Ärzte können auch Antipsychotika verschreiben, müssen aber mit Vorsicht tun. Dies liegt daran, dass die Nebenwirkungen psychotische Episoden reduzieren können, aber die Parkinson-Symptome erhöhen. Diese Medikamente können auch zu erhöhter Verwirrung und Veränderungen im Bewusstsein führen.

Die United States Food and Drug Administration (FDA) haben vor kurzem ein neues Antipsychotikum, bekannt als Pimavanserin oder Nuplazid, genehmigt. Dieses Medikament wurde gezeigt, um effektiv behandeln Halluzinationen, ohne die Nebenwirkungen von anderen Antipsychotika Medikamente.

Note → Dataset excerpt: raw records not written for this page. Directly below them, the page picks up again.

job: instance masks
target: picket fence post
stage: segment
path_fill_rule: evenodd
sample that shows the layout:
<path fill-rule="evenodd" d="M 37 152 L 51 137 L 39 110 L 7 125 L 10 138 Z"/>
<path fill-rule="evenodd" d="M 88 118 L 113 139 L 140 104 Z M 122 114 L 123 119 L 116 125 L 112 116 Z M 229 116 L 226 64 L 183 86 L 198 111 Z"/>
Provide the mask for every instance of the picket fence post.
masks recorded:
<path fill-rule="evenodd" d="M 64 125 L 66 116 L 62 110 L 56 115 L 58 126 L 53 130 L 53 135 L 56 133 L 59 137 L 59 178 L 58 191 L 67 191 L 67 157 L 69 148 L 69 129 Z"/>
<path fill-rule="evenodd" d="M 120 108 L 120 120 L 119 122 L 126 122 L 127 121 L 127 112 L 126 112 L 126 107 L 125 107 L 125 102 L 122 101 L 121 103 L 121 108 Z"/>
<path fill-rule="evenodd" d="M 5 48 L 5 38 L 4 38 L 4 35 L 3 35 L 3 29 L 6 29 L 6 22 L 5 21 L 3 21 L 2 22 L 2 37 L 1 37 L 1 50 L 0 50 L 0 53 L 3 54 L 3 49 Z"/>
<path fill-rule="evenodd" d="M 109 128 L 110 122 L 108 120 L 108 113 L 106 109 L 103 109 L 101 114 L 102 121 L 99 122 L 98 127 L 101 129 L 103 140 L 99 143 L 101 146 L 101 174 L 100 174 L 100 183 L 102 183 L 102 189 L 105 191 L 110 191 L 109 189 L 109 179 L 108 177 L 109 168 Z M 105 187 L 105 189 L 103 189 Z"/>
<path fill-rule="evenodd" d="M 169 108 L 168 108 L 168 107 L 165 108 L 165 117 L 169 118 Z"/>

Ärzte können eine Kombination dieser Medikamente als Mittel zur Verringerung der Symptome verschreiben. Es ist wichtig, beide Vorteile und Nebenwirkungen bei der Behandlung von Behandlungen zu diskutieren.

Menschen mit Parkinson können auch von physischen, beruflichen und Sprachtherapie profitieren, um Bewegungs- und Kommunikationsfähigkeiten zu verbessern.

Verhinderung der Parkinson-Demenz

Derzeit wissen die Ärzte nicht, wie man Parkinson-Krankheit zu verhindern. Während einige Leute eine genetische Prädisposition für die Krankheit haben können, haben die Forscher kein bestimmtes Gen identifiziert.

Es ist schwierig, Reproduktionsveränderungen oder Gentests zu empfehlen, da die meisten Menschen nicht von Parkinson bis später im Leben betroffen sind. Dies kann bedeuten, dass eine Person nicht wissen, dass sie betroffen sind, bis ihre Söhne oder Töchter bereits Kinder hatten.

Ausblick

Die Lebenserwartung von Menschen mit Parkinson-Krankheit Demenz ist anders als die mit Parkinson-Krankheit. Nach der Parkinson-Disease-Stiftung starben 79,1 Prozent der Menschen mit Parkinson-Krankheit Demenz in einem 6-Jahres-Zeitraum, während 64 Prozent starb mit Parkinson allein.

Während Demenz die Überlebensrate einer Person beeinflusst, gibt es viele Medikamente, Behandlungen und Unterstützung für eine Person, die Parkinson-Krankheit hat. Forscher arbeiten an neuen Medikamenten und Behandlungen. Dies kann schließlich zu einer Heilung führen.